Volume gestuurd / Volume control
Tijdens de inspiratie bij een volume gestuurde modus waarin de flow en volume wordt gecontroleerd door de ventilator, leidt de toename van de weerstand (R) tot een toename van het verschil tussen de alveolaire druk (de donkerrood gestippelde lijn in de drukcurve; waarbij dit eind-inspiratoir overeenkomt met de plateaudruk) en de luchtweg druk (rode lijn). Dit verschil heb ik aangegeven met de lichtrode pijlen.
In de expiratie vermindert de toename in R de maximale expiratoire flow (dronker groene pijlen) en verhoogt het de tijd die het ademhalingssysteem nodig heeft om volledig uit te ademen (licht groene pijl) 1. Dit heeft te maken met de relatie van weerstand en de tijdconstante van het respiratoire systeem.
Druk gestuurd / Pressure Control
Bij een druk gestuurde modus waarbij de inspiratie druk gecontroleerd is zal de toename in R leiden tot een afname van de inspiratoire en expiratoire flow (zie de groene flowcurve).
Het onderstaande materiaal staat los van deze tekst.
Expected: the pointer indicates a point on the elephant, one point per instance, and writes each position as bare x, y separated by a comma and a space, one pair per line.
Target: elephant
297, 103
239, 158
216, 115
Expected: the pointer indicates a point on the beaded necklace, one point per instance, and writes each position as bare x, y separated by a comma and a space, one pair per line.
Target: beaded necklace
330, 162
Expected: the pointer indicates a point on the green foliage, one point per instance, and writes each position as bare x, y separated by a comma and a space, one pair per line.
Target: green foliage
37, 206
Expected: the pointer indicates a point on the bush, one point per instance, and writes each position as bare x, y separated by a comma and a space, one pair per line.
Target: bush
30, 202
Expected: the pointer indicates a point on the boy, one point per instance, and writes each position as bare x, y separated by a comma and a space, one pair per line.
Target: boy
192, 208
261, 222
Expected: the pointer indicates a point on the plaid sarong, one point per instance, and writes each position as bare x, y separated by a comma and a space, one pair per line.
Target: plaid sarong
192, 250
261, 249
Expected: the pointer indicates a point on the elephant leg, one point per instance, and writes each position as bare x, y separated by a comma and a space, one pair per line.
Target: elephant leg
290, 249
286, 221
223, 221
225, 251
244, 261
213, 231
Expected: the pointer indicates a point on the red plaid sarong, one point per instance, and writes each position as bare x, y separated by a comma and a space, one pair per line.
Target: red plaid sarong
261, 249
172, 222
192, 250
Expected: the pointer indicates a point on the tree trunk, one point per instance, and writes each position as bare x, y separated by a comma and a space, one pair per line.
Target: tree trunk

- De tijd die nodig is om de inspiratie en expiratie te voltooien neemt toe.
- Daardoor kan de inspiratie en expiratie vroegtijdig worden afgekapt (lichtgroene pijlen) 1.
- Een groter teugvolume (eventueel gecombineerd met een betere recruitment en minder V/Q-mismatch of shunt) kan dan worden bereikt door de inspiratietijd te verhogen.
Auto-PEEP
- Als de expiratoire flow bij de start van de volgende ademhaling niet nul bereikt ontstaat er airtrapping, leidend tot auto-PEEP of intrinsic PEEP genoemd.
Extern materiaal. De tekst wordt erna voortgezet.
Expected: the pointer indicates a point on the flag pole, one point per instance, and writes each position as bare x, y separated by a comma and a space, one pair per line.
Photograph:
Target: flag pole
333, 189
- Dit leidt ook tot een toename van dode ruimte ventilatie daar er geen volledige uitademing van CO2 plaatsvind.
- Volledige CO2-uitademing vindt plaats tijdens het alveolaire gedeelte van het capnogram (oftwel de plateaufase van de etCO2-curve).
- De gele pijl laat zien dat deze plateaufase niet bereikt kan worden bij een hoge weerstand.
- In het geval van airtrappig is de longdeflatie onvolledig en begint de plateaudruk elke ademcyclus te stijgen omdat het volume van de eindinspiratie in de volgende cyclus toeneemt.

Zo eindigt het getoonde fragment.